The battle over whether to build a wind turbine project in Penn Forest Township continued through 2018.
During the course of 2018, both the Penn Forest Zoning Hearing Board and the Carbon County Court of Common Pleas heard testimony regarding the potential wind turbine operation.
The first application, filed in April 2016, for 37 wind turbines, was deemed approved and is being challenged in court. The 525-foot turbines are being proposed to be built on property owned by the Bethlehem Water Authority, which is used to produce water for the city of Bethlehem.
The Penn Forest zoning board saw a second special exception zoning application for a wind turbine facility with fewer but taller turbines in 2018. The new application is for 28 turbines that are nearly 600 feet tall.
The original application was deemed approved in May 2017 when a date for a hearing to be scheduled was missed by the zoning hearing board.

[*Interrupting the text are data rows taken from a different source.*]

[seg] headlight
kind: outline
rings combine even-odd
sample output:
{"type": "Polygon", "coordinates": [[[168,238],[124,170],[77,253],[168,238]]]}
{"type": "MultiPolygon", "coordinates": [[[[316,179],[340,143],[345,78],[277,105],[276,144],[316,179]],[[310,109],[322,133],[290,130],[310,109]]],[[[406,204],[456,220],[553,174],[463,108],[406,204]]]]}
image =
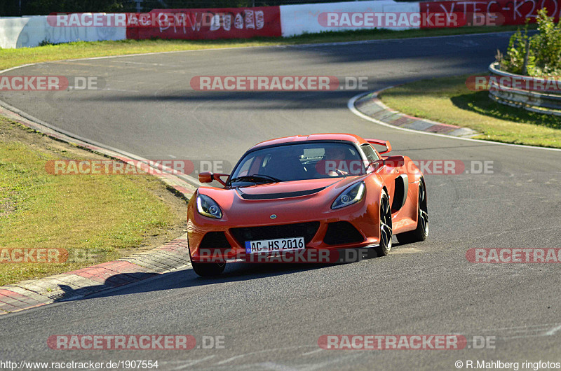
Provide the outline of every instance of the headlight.
{"type": "Polygon", "coordinates": [[[358,202],[364,197],[365,188],[366,186],[363,181],[349,187],[337,196],[331,205],[331,209],[339,209],[358,202]]]}
{"type": "Polygon", "coordinates": [[[222,217],[222,211],[216,201],[204,195],[197,196],[197,211],[201,215],[219,219],[222,217]]]}

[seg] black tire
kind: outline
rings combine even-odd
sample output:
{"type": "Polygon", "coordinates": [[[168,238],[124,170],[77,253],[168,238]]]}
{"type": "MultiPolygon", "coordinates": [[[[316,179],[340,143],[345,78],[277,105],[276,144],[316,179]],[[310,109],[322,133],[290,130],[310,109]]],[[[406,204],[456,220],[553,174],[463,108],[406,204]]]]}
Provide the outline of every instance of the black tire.
{"type": "Polygon", "coordinates": [[[191,265],[195,273],[201,277],[219,276],[226,267],[226,262],[197,262],[191,260],[191,265]]]}
{"type": "Polygon", "coordinates": [[[378,256],[386,256],[391,250],[391,206],[390,197],[382,190],[380,197],[380,244],[375,248],[378,256]]]}
{"type": "Polygon", "coordinates": [[[422,179],[419,182],[419,206],[417,206],[417,228],[410,232],[396,234],[400,244],[424,241],[428,237],[428,211],[426,207],[426,190],[422,179]]]}

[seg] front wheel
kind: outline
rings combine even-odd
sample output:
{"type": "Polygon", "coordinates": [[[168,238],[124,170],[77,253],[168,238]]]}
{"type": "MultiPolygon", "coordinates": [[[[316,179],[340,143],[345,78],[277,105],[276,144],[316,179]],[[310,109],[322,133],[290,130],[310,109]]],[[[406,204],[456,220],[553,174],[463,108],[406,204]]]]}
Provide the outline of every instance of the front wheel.
{"type": "Polygon", "coordinates": [[[380,244],[376,248],[378,256],[386,256],[391,250],[391,207],[385,190],[380,198],[380,244]]]}
{"type": "Polygon", "coordinates": [[[424,241],[428,237],[428,212],[426,207],[426,190],[422,180],[419,182],[419,206],[417,207],[417,228],[396,235],[400,244],[411,244],[424,241]]]}

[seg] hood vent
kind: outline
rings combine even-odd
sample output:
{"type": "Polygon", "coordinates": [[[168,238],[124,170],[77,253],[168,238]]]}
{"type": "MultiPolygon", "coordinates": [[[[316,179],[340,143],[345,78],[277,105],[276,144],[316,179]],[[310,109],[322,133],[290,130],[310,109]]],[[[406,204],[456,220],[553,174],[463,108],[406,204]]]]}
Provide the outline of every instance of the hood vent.
{"type": "Polygon", "coordinates": [[[325,189],[326,187],[316,188],[313,190],[299,190],[297,192],[285,192],[284,193],[264,193],[262,195],[250,195],[244,193],[239,188],[236,189],[238,194],[244,200],[274,200],[278,198],[297,197],[299,196],[307,196],[313,195],[325,189]]]}

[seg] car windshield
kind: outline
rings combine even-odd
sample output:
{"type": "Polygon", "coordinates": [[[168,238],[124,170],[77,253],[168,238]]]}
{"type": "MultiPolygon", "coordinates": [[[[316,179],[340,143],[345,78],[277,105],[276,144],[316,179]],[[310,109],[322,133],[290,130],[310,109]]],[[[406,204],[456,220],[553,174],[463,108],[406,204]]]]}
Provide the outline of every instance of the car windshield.
{"type": "Polygon", "coordinates": [[[365,174],[356,148],[346,143],[304,143],[246,154],[230,178],[233,186],[365,174]]]}

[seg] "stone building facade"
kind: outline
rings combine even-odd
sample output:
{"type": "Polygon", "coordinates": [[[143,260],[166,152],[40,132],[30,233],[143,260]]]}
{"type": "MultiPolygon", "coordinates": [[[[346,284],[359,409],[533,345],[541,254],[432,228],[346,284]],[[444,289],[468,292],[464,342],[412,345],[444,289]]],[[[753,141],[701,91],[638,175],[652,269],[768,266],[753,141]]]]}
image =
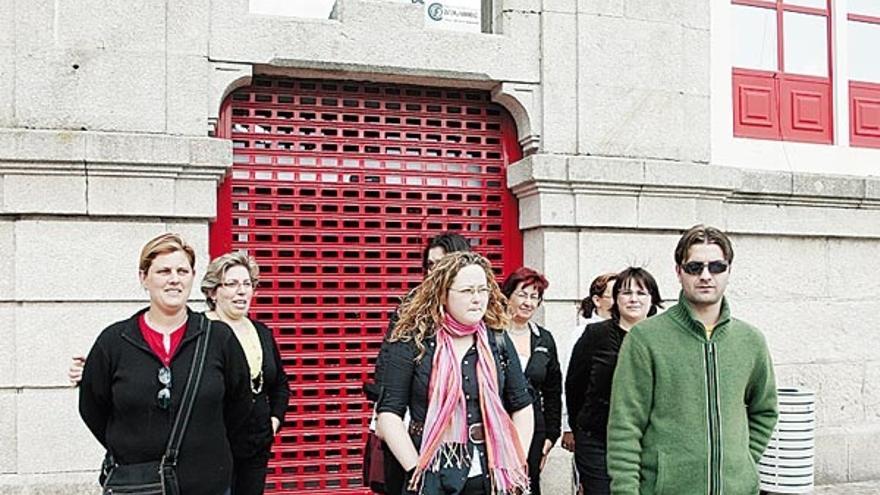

The approval has been appealed to the Carbon County Court of Common Pleas.
Atlantic Wind petitioned the court to submit additional testimony to rebut the objectors’ testimony from zoning board hearings held before the deemed approval. The court agreed and appointed a special hearing officer.
In May, Carbon County Judge Steven Serfass appointed attorney William G. Schwab as referee to hear the testimony and to render his opinion to the court.
Two hearings took place before Schwab.
In November, Schwab recommended a denial of the original application.
He said the application “does not comply with the not to exceed sound standard under the Penn Forest Zoning Ordinance; would establish a second principal use of the land in contravention of the Penn Forest Zoning Ordinance; and that no hardship was shown for a service building in the R-2 District.”
The next argument in the case is scheduled on Feb. 26.
Atlantic Wind filed a second application in February before the zoning hearing board for up to 28 turbines that would be used in place of the first application if it is denied. The second application removed the service building from the R-2 District.
The zoning hearing board conducted hearings beginning in March, with testimony concluding in October. On Dec. 17 the hearing board met after reviewing the transcripts and findings of fact submitted by the applicant and the objectors and rendered a unanimous decision denying the application.
Members of the hearing board said the application was denied mainly due to the second principal use of the property and that the project was a “bad fit for the township.”
The hearing board now has 45 days to submit its written findings and denial. Atlantic Wind and the objectors will have an opportunity to appeal the hearing board’s ruling after the written findings are released.